Defaults used in the code
Create a Queue payment/card in the default VPN
Subscribe the queue to the topic payment/tx. This is the topic that is currently used by the simulator
The checkpoint directory is currently configured as ./tmp/abcd
gradle run
The program will start and display the streaming SQL output for every microbatch
-------------------------------------------
Batch: 1
-------------------------------------------
+---------+----------------+-----------+
|firstName|count(firstName)|sum(amount)|
+---------+----------------+-----------+
Once the Spark program is running start the simulator as well
[simulator ]$ gradle run --args "Pankaj Arora 100"

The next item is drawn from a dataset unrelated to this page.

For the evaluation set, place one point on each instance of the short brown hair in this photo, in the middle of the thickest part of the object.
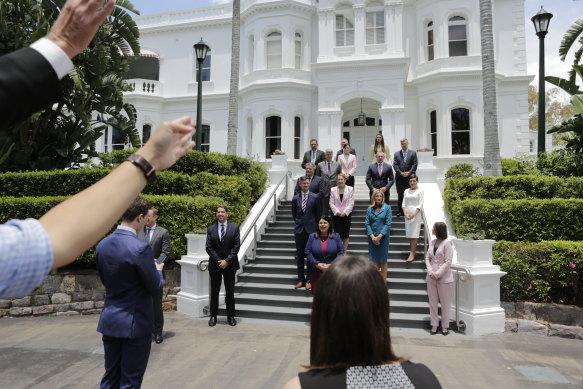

You can see that the streaming AVRO data is processed
Batch: 168
-------------------------------------------
+---------+----------------+-----------+
|firstName|count(firstName)|sum(amount)|
+---------+----------------+-----------+
| Pankaj| 1| 100.0|
+---------+----------------+-----------+
The program uses Structured Streaming with DataSourceV2. This example is only doing READ and can be extended to WRITE as well.
THe program uses checkpoints and hence even if the program crashes and you restart it the streaming data is retained and you dont need to replay any data.
The program works from the command line or can be submitted as a spark job. That will require the FAT Jar and can be created using gradle shadowJar
Program Flow ( @todo clean up the code and remove the unncessary files)
StructuredApp.scala is the driver. The processor reads the stream from package 'solacestream' which is all defined in MyBasicStreamingSource.scala
DataSourceV2 is a marker interface and implemented by DefaultSource DefaultSource also implements the MicroBatchReadSupport which is required for Streaming read in micro-batches.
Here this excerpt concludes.